2021 国家公務員セミナー

6月14日(月)、本年度最初のGLFCセミナーを、本校卒業生を招いて国家公務員セミナーを実施しました。当日は中3~高3まで、約70名と多くの生徒が参加しました。財務省若手官僚(総合職)としての視点、そして一卒業生としての視点から、さまざまなお話をしてもらいました。

◆ 国家公務員とはどんな仕事
国家公務員とは、より良い社会の実現のために、「目の前にある『当たり前』は、本当に当たり前のままでよいのか」「よりよいかたちはないか」と常に考え、「常識」に挑戦していく仕事であり、さまざまな関係者との協働が必要な仕事であるというお話がありました。また、総合職として中央省庁に勤めると、1~3年で仕事が変わり幅広い経験ができることや、民間企業等への出向や留学の機会があることについても紹介してもらいました。財務省の特徴については、多くの省庁の幅広い分野にまたがる仕事であることから、興味関心が幅広い人が多く、視野が広がる環境であるというお話がありました。加えて、イメージしにくい部分かもしれませんが、政策を考えるときは、長期的な視点も踏まえながら「いまの方法で課題は解決するのか」「政策の目的実現のために、その手段は社会にとって本当に必要なのか」などと根本の部分から考える雰囲気があることについても紹介がありました。

◆ 進路選択のために
進路選択のチャンスは一度だけではないという話がありました。大事なことは、まずどれか一つを選んで行動すること、その経験を通じて自分が何に興味関心が沸くのかをより深く知ることができること、そして社会人となってからも視野を広げる機会はあり、新しい選択ができるというメッセージをもらいました。また、自分が今興味のあることを発端として、それに関わる学問や仕事にはどんなものがあるのかと考えていくと、知らなかった学問や仕事のことを知ることにつながるというお話がありました。大学の学部選択については、どの学部に進んでも公務員に関しては試験を通過すれば基本的にチャンスがあり、また多くの日本の民間企業では学部はあまり関係ないものの、民間企業の理系の仕事に就きたい人は、仕事に応募できる学部が限られる場合があるので留意するようお話がありました。
また、高校での学習について、関係ないように見える科目が、将来の勉強や仕事に関わってくることも多く、どの科目でもしっかりと学んで思考を広げることが大切であるということが伝えられました。

◆ 将来の仕事の選択のために
将来の仕事の選択にあたっては、YouTubeや採用パンフレットなども利用しながら、実際の仕事について学ぶとわかりやすいとのことです。また、本校の教育理念である「自調自考」と同じように、民間企業や公務員にもそれぞれの組織理念があり、その内容に共感できるかという視点を持つとよいということなど、具体的なアドバイスをもらいました。ほかにも、「どのような仕事でも、目に見える部分が出来上がるまでには、たくさんの人々の行動の積み重ねがあることを忘れてはならないこと」、「情報を得るときは、どんな情報も鵜呑みにせずに自分でしっかりと考えること」、「実際に社会に出てからも常に外部的視点を持って自分の組織を見ることが大切であること」について話がありました。

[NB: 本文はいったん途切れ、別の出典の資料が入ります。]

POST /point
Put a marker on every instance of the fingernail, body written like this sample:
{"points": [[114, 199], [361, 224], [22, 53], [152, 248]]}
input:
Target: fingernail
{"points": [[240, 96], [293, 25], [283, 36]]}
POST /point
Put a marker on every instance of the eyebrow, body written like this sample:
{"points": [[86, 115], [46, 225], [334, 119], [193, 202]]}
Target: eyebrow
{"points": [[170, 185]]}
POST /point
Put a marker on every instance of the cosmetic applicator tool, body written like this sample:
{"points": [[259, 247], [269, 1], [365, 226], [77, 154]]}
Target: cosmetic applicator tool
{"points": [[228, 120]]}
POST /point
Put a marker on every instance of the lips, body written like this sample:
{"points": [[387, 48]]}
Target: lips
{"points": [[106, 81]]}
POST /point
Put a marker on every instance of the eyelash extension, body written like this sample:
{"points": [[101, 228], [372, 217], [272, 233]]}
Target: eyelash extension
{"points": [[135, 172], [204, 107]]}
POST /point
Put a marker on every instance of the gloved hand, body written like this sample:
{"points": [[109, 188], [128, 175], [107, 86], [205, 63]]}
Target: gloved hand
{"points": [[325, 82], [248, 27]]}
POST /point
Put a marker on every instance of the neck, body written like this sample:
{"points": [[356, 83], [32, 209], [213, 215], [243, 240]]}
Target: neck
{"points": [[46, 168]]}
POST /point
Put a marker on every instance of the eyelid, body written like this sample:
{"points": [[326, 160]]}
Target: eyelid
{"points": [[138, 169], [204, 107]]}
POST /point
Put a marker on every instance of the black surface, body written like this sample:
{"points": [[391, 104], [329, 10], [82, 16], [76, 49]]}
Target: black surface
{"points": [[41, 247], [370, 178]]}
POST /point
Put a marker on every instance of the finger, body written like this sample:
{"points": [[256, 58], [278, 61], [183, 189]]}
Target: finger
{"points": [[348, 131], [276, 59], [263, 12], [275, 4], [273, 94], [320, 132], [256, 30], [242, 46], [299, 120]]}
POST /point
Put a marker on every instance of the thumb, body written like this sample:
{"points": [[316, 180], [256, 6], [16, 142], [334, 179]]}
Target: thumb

最後に、高校生活でしておくべきことは、進路選択に縛られずに興味関心のあることに全力で打ち込むことであり、そこから得た学びは、ほかのことにも活きるというメッセージをもらいました。

〇 質疑応答の長い列
続く全体での質疑応答では、参加者から、通常の勤務の様子、入省までのプロセス、今後の留学など様々な視点から多くの質問がありました。
全体での質問が途切れたところで一旦セミナーを終了し、個別の質問に移りました。すると多くの生徒が居残り、長い列ができ、個々人の抱える進路選択への様々な質問が続きました。気がつけばセミナー開始から2時間が過ぎていました。

真摯で丁寧な語り口による話は、参加した生徒たちに有用な情報を提供いただいただけではなく、自身の未来に向けたなモチベーションを与えてくれました。

※ 後日、校長先生宛に「生徒の皆様よりたくさんの質問をいただき、一つ一つの内容に感銘を受け、とても頼もしく思いました。後輩にとって頼もしい先輩になれるように、精進してまいります。」とのお手紙をいただきました。